The stimulus talks are far from a foregone conclusion. Both sides appear to be getting closer on what it will contain and more sacrifices from both will likely be needed in order to get a slimmed down version through before the end of the year and avoid a cliff-edge scenario.
They've bought themselves another week in their desire to attach any relief package to a spending bill and avoid a partial government shutdown over the festive period. But that doesn't necessarily mean they'll be able to bridge their remaining difference. I do believe that something will pass that sees the country through to the new administration but negotiations will have to begin again almost immediately to avoid a similar situation early in the new year.
Euro higher as ECB unleashes more stimulus
The euro rallied a little after the ECB announced a raft of measures aimed at maintaining support for the euro area economy. The measures including an increase of €500 billion in the PEPP envelope - all of which need not be used - and a nine month extension to the program, as well as a 12 month extension to TLTRO III and four additional PELTROs next year.
The package was substantial but broadly in line with what the market was expecting which probably explains the currency movements. With the second wave having been more severe than the central bank was anticipating and growth next year lower as a result, more support may be needed in the recovery phase but that won't be for some time yet.
No deal risks grow as Crunch Brexit talks didn't go to plan
Wednesday evenings dinner between Boris Johnson and Ursula von der Leyen wasn't exactly the game changing moment we all hoped for, with the two leaders stressing the differences that remain while urging negotiators to continue working towards a deal. It just seems empty words at this point; the only hope being that issues were worked on in private that could unlock talks in the coming days on certain areas.
A firm decision is now expected Sunday and while time is running out, so many deadlines have been missed at this stage, it's hard to take that overly seriously. The firm decision may well be to perservere until Wednesday when leaders will assess the feasibility of more talks. And so on and so on.
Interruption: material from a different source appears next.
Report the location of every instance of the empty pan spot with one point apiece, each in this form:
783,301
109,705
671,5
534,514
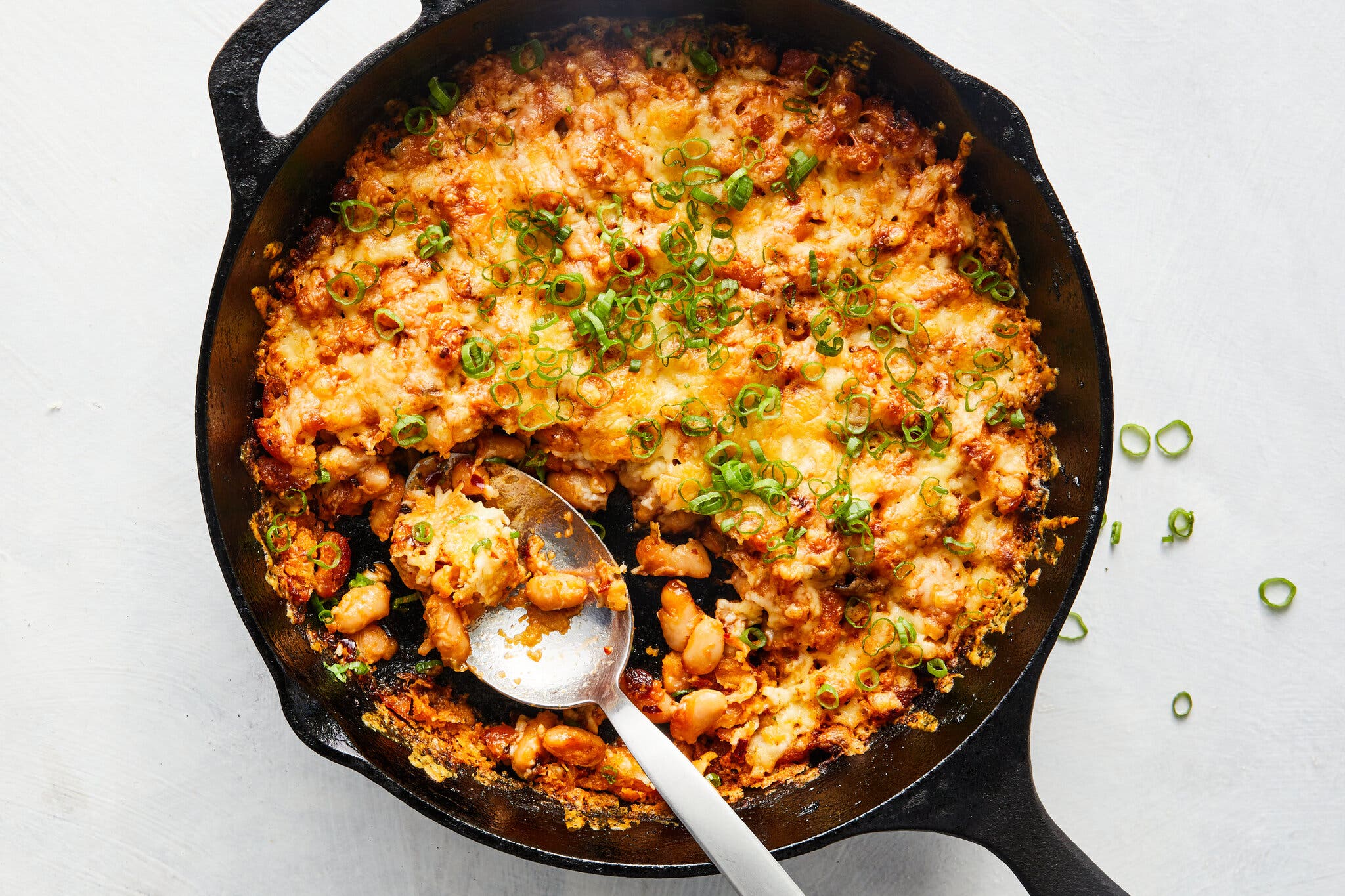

The European Commission today appears to be proposing an effective extension to the transition on certain areas including fishing. Whether this is something the UK will go for, having imposed a strict legally binding deadline for talks to begin with, in order to avoid a no-deal scenario isn't clear. It won't be politically appealing but then, neither will no deal.
The pound is coming under renewed pressure following the lack of a breakthrough yesterday evening. It's fallen around three quarters of a percent so far today, as traders start to blink in the face of a possible no deal. Again, I see little chance of this happening but at the same time, the markets are not sufficiently reflecting the downside risks, in my view. More pain could come before a deal is reached.
Brent above $50 psychologically important
Oil prices are up more than 2% today, with Brent breaking above $50 for the first time since March. If it can hold on above this level, it could be a major psychological breakout after an incredible run for crude since the start of November. The next major resistance for Brent is $53.50 so we could even see it establish a new range.
WTI also hit a new high since March, falling just short of $47 at the time of writing. I do wonder whether a lot of good news is now priced into oil prices and perhaps not enough acknowledgement is given to how severe the Covid situation has become in parts of the world, most notably the US. That could continue to have an affect of the near-term outlook even if longer term it's looking much brighter.
Gold pares losses but could test key support
Gold pulled strongly off its highs yesterday, bringing an end to a very good run for the yellow metal this month. A rebound in yields and the dollar seemed to be the key driver for gold's reversal of fortune. It's finding its feet a little today but is back below $1,850 and could find it difficult in the near-term. Should it drop lower, a test of $1,800 will be very interesting and could tell us a lot about the recovery we've seen in December. A flurry of stimulus from the US over the next week should be supportive.
Bitcoin testing December lows
Bitcoin recovered off its lows on Wednesday and made an impressive comeback. Unfortunately for the crypto, it's not doing it any favours today, with it once again below $18,000 and looks likely to test yesterday's lows. That won't be a big deal really, the big test would be back around $16,000, should it get that far. A break of this would be a major blow in the near-term but I think a move above $20,000 is more likely at this point.